Journey 6. We now enter what are significantly more sophisticated challenges of classroom change. Much worthwhile progress can be made without achieving much in changing students' conceptions of how they can learn, of how teachers can teach and building support for significant changes in perceptions of roles, but experienced PEEL teachers have found they can achieve much more when they do this and develop year-long agendas in this area. They begin early in the school year, but expect that significant change will be gradual and will take some time.
Talking about this with students takes us into Journey 7. The group that has generated this frame is called the sharing pedagogical purposes group as it was this aspect of sharing hitherto 'secret teachers business' with students that led to its founding. In one sense most students build (often tacit) understandings of how their teacher(s) like to operate. Ms Smith likes us to ask good questions but Mr Jones does not. However the SPP group has carried this a great deal further, inviting their students to share their thinking, reasons for particular tasks and behaviours as well as short and longer term agenda. This has enabled them to take students further than they could before - the students come to see a richer range of purposes that go well beyond just doing set tasks.
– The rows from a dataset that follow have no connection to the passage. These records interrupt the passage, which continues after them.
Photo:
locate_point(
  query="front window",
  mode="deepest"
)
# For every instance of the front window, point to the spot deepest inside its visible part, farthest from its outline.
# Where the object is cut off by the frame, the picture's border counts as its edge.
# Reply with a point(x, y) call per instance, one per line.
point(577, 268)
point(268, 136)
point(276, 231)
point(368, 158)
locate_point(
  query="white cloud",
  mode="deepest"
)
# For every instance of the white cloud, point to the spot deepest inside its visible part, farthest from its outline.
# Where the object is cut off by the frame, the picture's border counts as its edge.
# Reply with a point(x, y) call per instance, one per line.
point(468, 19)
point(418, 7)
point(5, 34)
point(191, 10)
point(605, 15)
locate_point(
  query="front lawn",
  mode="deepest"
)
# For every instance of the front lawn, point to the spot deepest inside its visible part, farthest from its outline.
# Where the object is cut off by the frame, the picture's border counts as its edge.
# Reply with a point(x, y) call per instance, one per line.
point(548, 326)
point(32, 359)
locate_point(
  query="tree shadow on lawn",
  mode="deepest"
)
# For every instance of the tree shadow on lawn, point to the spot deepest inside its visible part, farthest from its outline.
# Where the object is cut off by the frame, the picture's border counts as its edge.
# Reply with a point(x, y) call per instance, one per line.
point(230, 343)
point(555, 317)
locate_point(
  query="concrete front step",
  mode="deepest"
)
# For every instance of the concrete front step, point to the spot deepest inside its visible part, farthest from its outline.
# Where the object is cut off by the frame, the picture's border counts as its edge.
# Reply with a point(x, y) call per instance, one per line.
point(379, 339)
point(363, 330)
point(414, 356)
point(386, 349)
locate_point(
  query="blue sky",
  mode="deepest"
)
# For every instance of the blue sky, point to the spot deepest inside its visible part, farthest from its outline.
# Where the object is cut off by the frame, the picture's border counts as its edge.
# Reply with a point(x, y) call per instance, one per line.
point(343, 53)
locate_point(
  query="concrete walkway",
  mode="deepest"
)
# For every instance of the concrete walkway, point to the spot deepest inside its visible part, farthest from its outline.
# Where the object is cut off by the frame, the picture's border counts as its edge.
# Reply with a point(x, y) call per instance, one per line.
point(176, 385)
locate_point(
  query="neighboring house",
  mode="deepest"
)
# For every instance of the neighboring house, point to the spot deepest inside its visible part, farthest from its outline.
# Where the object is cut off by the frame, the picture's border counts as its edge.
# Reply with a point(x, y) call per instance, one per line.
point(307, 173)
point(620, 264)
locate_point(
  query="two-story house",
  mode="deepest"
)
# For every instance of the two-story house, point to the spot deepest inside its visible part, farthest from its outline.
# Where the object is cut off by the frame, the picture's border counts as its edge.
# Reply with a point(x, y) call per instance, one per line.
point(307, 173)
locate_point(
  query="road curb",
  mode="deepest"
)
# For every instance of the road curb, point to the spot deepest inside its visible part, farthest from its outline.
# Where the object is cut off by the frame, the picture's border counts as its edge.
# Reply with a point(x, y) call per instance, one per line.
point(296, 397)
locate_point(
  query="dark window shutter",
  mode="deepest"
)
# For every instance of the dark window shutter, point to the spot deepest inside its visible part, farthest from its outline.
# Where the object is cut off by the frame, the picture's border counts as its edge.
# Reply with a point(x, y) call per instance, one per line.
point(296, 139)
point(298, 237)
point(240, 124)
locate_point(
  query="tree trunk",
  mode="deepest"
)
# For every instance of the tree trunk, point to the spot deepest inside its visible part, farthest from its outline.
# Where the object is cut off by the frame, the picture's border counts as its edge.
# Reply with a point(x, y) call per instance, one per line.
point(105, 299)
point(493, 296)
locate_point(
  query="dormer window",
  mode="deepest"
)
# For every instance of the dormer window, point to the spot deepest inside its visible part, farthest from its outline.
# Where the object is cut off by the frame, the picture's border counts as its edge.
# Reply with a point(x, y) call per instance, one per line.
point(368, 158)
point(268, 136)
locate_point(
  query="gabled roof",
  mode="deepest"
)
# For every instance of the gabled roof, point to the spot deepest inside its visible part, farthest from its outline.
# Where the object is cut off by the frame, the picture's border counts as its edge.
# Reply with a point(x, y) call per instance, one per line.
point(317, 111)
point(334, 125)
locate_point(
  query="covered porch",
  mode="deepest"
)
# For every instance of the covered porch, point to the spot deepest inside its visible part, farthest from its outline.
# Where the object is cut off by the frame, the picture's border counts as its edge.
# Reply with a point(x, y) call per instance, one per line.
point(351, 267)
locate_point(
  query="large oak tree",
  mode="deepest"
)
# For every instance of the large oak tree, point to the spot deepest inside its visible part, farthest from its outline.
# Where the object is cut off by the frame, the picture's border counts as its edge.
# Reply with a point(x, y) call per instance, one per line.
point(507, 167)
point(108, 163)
Journey 8. We have found that there can be a major issue of teacher change here as the extent to which teachers can and do articulate what we have defined as big ideas varies very substantially - and at one end some teachers do not seem to do this at all. Good teachers will be highlighting their big ideas and key skills from day 1, but journey 8 is framed as a student journey - that students become aware that the teacher has key ideas/skills and that all classroom actions and activities flow from these. We have learnt that this is a major shift for most students; it flows from multiple experiences of debriefing and other reflection about this, from building an understanding that their teacher is not just setting tasks but has agendas of big ideas and that one of their roles is to think about why they are doing a task in terms of the big ideas. This is, of course, one aspect of monitoring.
Journey 9. Journey 4 refers to teachers initiating and scaffolding reflection. Journey 9 is about students independently and constantly monitoring what they are doing in any or all of multiple ways: in content related ways against task criteria, big ideas and key skills, in learning related ways about how effectively they are learning or ways they could do a task effectively, by selecting an appropriate thinking tool ( a better name than teaching procedure in this context) for example, and in ways related to personal understanding - what do and don't they understand, has their thinking changed (for example).
This independent monitoring is necessary for Journey 10. Being more independent as a learner requires students to make decisions - and for teachers to provide opportunities and space for this to be possible. Again, teachers can be providing opportunities for many types of decisions from day 1, but the kinds of decisions that students can, and do take, does become much more sophisticated in classrooms where teachers have a year-long learning focused agenda of change. Once again this is understandably a multi-year journey for teachers in learning what sorts of decisions they can trust their students to make as well as how to get them willing and able to make them.